An Overview of the IRS Tax Collections Process for Non-Tax Lawyers
27. IRS Liens
IRS liens. I want to talk briefly about IRS liens. An IRS lien or lien in general is a security interest on a piece of property. An IRS lien represents the government’s interest in the personal and real property of a taxpayer.
A tax lien has the effect of attaching to all the taxpayer’s real and personal assets. In the event the taxpayer goes to sell one of those assets the government has a claim to that money. In actuality liens really serve two purposes.
Number One, they attach the property and make it really difficult to sell houses. Occasionally it can make it really difficult to sell vehicles or larger items or personal property particularly those that are registered with the DMV.
Secondly, liens have a very negative impact on a taxpayer’s credit and their ability to borrow.
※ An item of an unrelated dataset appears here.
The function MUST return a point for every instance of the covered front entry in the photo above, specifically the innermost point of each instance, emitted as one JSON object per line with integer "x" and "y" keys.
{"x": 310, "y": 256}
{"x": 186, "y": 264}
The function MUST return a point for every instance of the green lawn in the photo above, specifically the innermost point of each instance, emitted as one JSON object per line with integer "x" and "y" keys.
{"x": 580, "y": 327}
Officially, the policy statement from the IRS is that liens are used to preserve the government’s interest. But there is a big debate between the IRS and the tax practitioner community on what the efficacy of liens are particularly where a taxpayer doesn’t have any assets for the government to secure because the government, like I said liens, are a necessary measure of preserving a security interest. We would argue that the liens are a punitive measure that really only impacts a taxpayer’s credit.
Particularly we have a case where a taxpayer has a renewed installment agreement that will fulfill a liability, and the IRS goes and files a lien anyway. That is a particularly hot topic of debate.
But an IRS taxing can be dealt with in one of three ways. You can ask the government to withdraw the lien, meaning that the lien effectively never happened, and will completely disappear from a taxpayer’s credit.
The government can release the lien usually after the liability has been paid in full, or the government can subordinate the lien which means it drops the lien and priority to perhaps another lender.
If there is refile for a house for example and the lender wants the government to drop its interest you can apply for subordination.
Out of those three options, the best option is to withdraw. To withdraw it takes the lien off the taxpayer’s credit and basically pretends that it never happened and it moves it from there.
The way to apply for a lien withdrawal is through the technical adviser into the RIS. It is usually a pretty detailed process and there are some criteria for lien withdrawal. If the lien serves the best interest to the taxpayer and the government, the IRS can withdraw the lien.
If the taxpayer is on a valid installment agreement that will fulfill the liability the IRS has the discretion to withdraw the lien.
For lien issues we recommend generally getting a tax representative involved because they can be fairly technical and because the pitfalls they have to navigate. But I do want to be aware that there are several options for dealing with tax liens. It’s not an entirely gloom-and-doom situation and that there are numerous options for navigating around them.
In particular you want to be particularly aware when you set up resolution options such as installment agreements that you do so with the intent of avoiding liens. These are never good thing. They can impact a taxpayer far beyond the duration of their liability.
Oftentimes, when speaking with clients, it’s not the resolution that’s causing the taxpayer problems. It’s the threat of liens. Liens prevent people from buying houses and moving on with their life and funding their business, and so, are never really good things to consider.